Balancing motherhood, legacy
Despite her busy schedule, Kaffy remains a hands-on parent to her two children, a boy and a girl.
My kids (male and female) ask questions a lot. I have a professor in the house, Professor Sean. My children are a gift. Even at their age, they don’t even act their age. I wonder where they got that from. They are very sound, and I am a very intentional mom when it comes to my children. I have conversations with my kids a lot, and they are aware based on their level of understanding, but they understand more than you think. One of the things that created a huge bond with my kids and allowed me to do this now was that when they were very little, they went with me everywhere that I went. I hardly left my kids with nannies, so if I had gigs, they went with me.
Kaffy believes that presence matters more than time spent.

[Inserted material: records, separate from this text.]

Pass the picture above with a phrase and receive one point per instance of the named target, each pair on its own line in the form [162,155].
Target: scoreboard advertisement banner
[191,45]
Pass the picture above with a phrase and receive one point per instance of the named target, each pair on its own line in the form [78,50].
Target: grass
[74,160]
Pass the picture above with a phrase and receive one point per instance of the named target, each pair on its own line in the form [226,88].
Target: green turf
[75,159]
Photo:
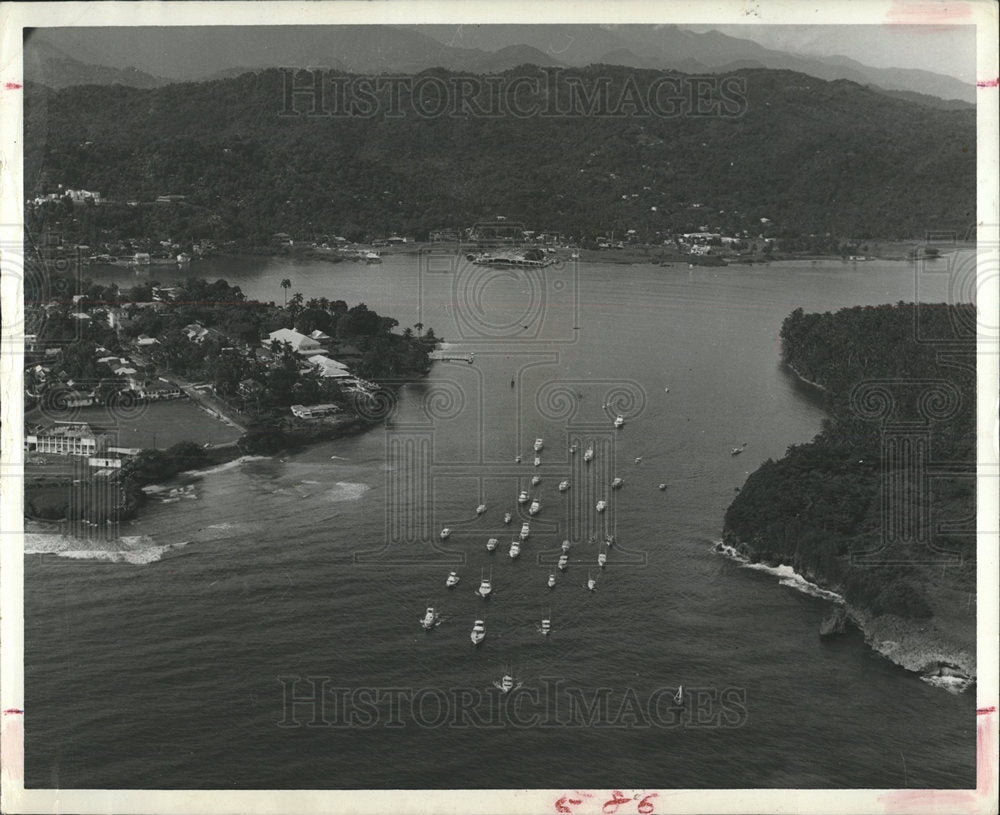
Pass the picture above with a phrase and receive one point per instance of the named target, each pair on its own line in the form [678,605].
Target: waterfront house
[314,411]
[328,368]
[66,439]
[300,343]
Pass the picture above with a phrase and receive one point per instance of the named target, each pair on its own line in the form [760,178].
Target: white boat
[429,619]
[478,632]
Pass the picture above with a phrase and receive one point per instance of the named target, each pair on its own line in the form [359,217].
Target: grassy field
[157,424]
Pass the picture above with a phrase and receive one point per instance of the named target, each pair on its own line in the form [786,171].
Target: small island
[868,508]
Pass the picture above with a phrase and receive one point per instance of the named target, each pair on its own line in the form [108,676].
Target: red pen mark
[617,799]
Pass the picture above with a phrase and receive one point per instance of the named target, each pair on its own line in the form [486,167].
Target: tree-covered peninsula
[880,505]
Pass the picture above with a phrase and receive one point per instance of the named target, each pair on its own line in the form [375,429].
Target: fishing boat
[430,619]
[478,632]
[507,683]
[485,585]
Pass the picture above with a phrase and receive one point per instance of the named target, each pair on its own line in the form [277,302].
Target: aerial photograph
[581,407]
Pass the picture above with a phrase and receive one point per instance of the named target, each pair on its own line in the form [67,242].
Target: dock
[453,356]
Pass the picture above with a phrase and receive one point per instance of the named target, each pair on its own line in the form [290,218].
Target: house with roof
[329,368]
[300,343]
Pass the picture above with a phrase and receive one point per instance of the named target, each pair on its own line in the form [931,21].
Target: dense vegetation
[816,158]
[819,507]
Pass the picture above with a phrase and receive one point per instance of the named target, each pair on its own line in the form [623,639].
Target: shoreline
[911,644]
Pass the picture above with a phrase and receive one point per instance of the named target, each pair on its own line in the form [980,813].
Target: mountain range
[149,57]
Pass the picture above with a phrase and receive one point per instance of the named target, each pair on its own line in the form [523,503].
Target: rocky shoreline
[919,646]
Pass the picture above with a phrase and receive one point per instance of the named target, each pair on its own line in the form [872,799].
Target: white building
[300,343]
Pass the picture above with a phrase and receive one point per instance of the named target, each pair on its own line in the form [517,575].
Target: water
[167,673]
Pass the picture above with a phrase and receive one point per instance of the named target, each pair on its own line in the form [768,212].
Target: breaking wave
[787,576]
[137,550]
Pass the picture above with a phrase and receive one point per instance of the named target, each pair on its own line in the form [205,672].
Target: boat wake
[136,550]
[786,574]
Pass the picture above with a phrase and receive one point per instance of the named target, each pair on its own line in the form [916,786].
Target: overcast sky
[943,49]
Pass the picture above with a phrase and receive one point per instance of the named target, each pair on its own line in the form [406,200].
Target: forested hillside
[811,157]
[819,508]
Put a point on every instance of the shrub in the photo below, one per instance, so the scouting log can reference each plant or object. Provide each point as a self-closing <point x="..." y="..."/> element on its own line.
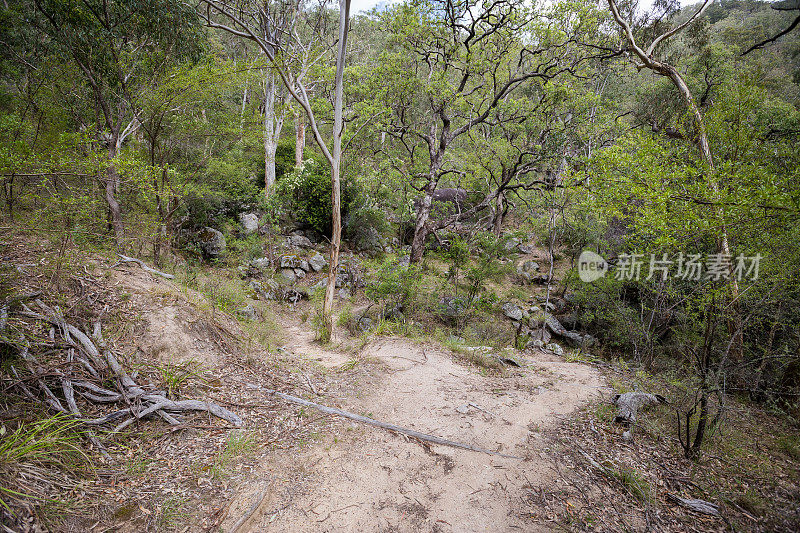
<point x="394" y="285"/>
<point x="305" y="195"/>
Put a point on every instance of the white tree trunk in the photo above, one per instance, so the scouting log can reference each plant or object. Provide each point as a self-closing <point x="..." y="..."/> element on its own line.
<point x="273" y="123"/>
<point x="300" y="137"/>
<point x="338" y="130"/>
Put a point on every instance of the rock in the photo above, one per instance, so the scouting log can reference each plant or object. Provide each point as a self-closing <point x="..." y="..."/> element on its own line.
<point x="300" y="241"/>
<point x="511" y="244"/>
<point x="538" y="334"/>
<point x="314" y="236"/>
<point x="451" y="307"/>
<point x="555" y="348"/>
<point x="294" y="295"/>
<point x="289" y="261"/>
<point x="393" y="312"/>
<point x="529" y="267"/>
<point x="512" y="311"/>
<point x="317" y="262"/>
<point x="268" y="290"/>
<point x="525" y="248"/>
<point x="212" y="242"/>
<point x="528" y="270"/>
<point x="262" y="263"/>
<point x="249" y="222"/>
<point x="321" y="284"/>
<point x="365" y="324"/>
<point x="579" y="340"/>
<point x="536" y="319"/>
<point x="368" y="240"/>
<point x="249" y="312"/>
<point x="288" y="275"/>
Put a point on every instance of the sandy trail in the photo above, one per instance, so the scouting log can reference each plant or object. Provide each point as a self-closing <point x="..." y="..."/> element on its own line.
<point x="371" y="480"/>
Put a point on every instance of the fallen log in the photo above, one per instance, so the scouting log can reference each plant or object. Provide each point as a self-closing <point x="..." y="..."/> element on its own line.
<point x="628" y="405"/>
<point x="698" y="506"/>
<point x="126" y="259"/>
<point x="391" y="427"/>
<point x="141" y="401"/>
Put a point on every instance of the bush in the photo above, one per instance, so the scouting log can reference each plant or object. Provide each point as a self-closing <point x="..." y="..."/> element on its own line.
<point x="395" y="285"/>
<point x="305" y="195"/>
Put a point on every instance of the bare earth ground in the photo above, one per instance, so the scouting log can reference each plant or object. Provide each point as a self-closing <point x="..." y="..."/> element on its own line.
<point x="309" y="471"/>
<point x="371" y="480"/>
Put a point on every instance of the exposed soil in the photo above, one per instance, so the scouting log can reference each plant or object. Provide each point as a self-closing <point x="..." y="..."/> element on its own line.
<point x="366" y="479"/>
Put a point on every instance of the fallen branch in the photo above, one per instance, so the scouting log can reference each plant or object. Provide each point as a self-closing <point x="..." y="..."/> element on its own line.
<point x="253" y="508"/>
<point x="126" y="259"/>
<point x="141" y="401"/>
<point x="698" y="506"/>
<point x="391" y="427"/>
<point x="628" y="405"/>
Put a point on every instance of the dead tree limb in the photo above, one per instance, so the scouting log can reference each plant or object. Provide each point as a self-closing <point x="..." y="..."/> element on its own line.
<point x="391" y="427"/>
<point x="126" y="259"/>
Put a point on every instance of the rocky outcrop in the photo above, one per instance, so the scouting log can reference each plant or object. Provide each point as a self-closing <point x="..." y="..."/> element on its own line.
<point x="249" y="223"/>
<point x="211" y="242"/>
<point x="535" y="324"/>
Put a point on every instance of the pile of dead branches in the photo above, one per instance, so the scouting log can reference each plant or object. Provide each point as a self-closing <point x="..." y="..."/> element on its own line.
<point x="71" y="365"/>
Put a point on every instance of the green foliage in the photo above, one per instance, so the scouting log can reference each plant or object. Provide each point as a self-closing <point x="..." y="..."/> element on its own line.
<point x="392" y="284"/>
<point x="53" y="442"/>
<point x="305" y="195"/>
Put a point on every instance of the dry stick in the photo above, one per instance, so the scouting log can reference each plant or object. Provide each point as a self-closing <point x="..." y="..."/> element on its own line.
<point x="126" y="259"/>
<point x="384" y="425"/>
<point x="253" y="508"/>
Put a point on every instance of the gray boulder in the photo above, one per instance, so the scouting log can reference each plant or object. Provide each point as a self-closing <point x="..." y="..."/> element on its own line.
<point x="528" y="269"/>
<point x="317" y="262"/>
<point x="266" y="290"/>
<point x="289" y="261"/>
<point x="511" y="244"/>
<point x="365" y="324"/>
<point x="249" y="312"/>
<point x="288" y="275"/>
<point x="300" y="241"/>
<point x="451" y="307"/>
<point x="512" y="311"/>
<point x="262" y="263"/>
<point x="555" y="348"/>
<point x="249" y="222"/>
<point x="212" y="242"/>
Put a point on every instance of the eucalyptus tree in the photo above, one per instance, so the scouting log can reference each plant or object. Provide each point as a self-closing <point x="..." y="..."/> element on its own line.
<point x="119" y="47"/>
<point x="456" y="67"/>
<point x="261" y="23"/>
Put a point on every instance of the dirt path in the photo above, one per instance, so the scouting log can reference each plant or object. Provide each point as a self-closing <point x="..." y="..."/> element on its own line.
<point x="372" y="480"/>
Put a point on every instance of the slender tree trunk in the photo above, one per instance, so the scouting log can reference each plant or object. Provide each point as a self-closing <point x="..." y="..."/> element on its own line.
<point x="338" y="130"/>
<point x="111" y="188"/>
<point x="270" y="141"/>
<point x="300" y="137"/>
<point x="734" y="323"/>
<point x="421" y="230"/>
<point x="500" y="214"/>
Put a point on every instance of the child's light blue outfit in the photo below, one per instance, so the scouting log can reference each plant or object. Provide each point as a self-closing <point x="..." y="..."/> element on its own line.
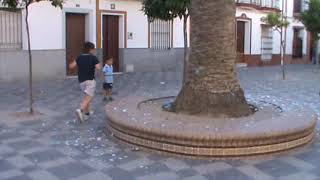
<point x="108" y="73"/>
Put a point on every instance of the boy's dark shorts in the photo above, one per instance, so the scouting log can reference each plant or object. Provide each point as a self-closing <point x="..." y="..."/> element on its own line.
<point x="107" y="86"/>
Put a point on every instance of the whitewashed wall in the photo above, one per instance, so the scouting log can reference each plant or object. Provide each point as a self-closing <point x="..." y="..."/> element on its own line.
<point x="47" y="26"/>
<point x="47" y="29"/>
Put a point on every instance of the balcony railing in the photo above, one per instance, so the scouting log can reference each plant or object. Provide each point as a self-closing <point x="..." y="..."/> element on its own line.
<point x="260" y="4"/>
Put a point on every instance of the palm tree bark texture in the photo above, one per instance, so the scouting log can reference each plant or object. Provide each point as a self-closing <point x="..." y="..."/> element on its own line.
<point x="211" y="86"/>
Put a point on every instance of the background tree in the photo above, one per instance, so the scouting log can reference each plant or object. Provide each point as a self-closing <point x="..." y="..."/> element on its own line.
<point x="168" y="10"/>
<point x="211" y="86"/>
<point x="279" y="24"/>
<point x="311" y="19"/>
<point x="24" y="4"/>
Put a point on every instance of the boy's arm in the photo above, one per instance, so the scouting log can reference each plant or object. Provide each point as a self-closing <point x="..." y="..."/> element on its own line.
<point x="73" y="64"/>
<point x="99" y="70"/>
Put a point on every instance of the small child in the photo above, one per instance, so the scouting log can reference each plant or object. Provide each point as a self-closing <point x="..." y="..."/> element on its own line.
<point x="108" y="76"/>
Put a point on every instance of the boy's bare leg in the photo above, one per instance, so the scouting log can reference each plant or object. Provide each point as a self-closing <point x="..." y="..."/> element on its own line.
<point x="85" y="104"/>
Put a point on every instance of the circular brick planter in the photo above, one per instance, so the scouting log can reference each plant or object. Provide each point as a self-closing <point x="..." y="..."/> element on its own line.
<point x="143" y="123"/>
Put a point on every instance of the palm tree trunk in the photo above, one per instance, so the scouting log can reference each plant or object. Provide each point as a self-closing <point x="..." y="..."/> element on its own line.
<point x="185" y="36"/>
<point x="30" y="60"/>
<point x="211" y="86"/>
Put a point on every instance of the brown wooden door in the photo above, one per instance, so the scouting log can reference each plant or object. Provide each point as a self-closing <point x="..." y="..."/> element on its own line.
<point x="111" y="40"/>
<point x="297" y="44"/>
<point x="75" y="38"/>
<point x="240" y="41"/>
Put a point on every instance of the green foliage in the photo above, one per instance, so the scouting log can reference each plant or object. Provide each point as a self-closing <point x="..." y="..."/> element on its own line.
<point x="14" y="4"/>
<point x="166" y="9"/>
<point x="276" y="21"/>
<point x="311" y="18"/>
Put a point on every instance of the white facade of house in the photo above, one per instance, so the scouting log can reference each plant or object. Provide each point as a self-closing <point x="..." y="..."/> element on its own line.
<point x="48" y="38"/>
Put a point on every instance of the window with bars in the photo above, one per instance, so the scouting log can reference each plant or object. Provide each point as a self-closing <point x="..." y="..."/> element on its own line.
<point x="160" y="34"/>
<point x="10" y="30"/>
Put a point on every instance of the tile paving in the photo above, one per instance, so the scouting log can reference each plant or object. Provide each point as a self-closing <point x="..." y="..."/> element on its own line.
<point x="54" y="147"/>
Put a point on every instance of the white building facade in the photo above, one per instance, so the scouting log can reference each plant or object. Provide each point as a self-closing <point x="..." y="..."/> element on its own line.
<point x="121" y="30"/>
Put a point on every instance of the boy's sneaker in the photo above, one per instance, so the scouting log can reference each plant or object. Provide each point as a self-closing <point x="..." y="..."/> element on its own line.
<point x="80" y="115"/>
<point x="86" y="117"/>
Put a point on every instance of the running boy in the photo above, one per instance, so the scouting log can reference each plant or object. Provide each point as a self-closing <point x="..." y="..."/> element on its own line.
<point x="108" y="76"/>
<point x="87" y="63"/>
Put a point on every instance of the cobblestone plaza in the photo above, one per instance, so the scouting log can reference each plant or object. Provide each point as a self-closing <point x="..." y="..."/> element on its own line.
<point x="54" y="147"/>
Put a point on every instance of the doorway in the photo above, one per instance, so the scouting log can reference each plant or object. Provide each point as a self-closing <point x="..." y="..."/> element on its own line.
<point x="297" y="43"/>
<point x="75" y="38"/>
<point x="111" y="40"/>
<point x="240" y="41"/>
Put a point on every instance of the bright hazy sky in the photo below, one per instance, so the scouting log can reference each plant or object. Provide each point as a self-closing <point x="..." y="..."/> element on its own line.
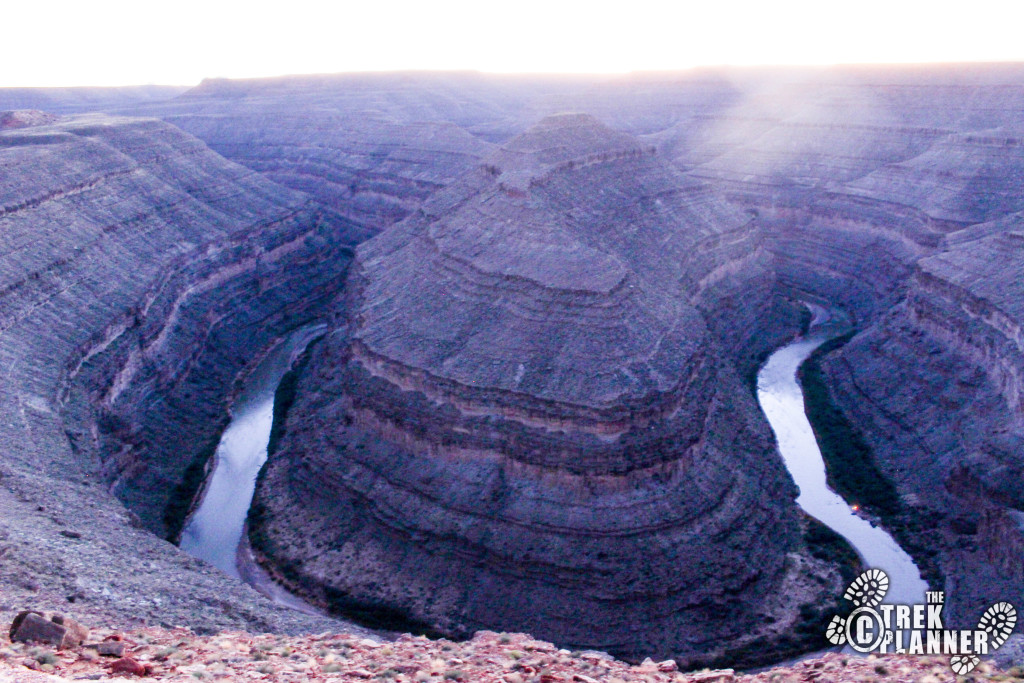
<point x="117" y="42"/>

I am an advocate of quality time over quantity time. Sometimes a parent is around but not around, you can be with your child and not be with your child. So it’s not about being at home but being present when they need that caregiver energy to be with them. It’s been perfect but it’s the process of being intentional for every present moment that matters with me and the children and that has really helped us and now that they are entering teenage hood this equilibrium comes for me every time that its tilted, it’s always going to be tilt as a parent, there’s never a blueprint that is perfect and there’s a place for God.
I thank God for their cocoon that I am embedded in as a parent to nurture and raise my kids.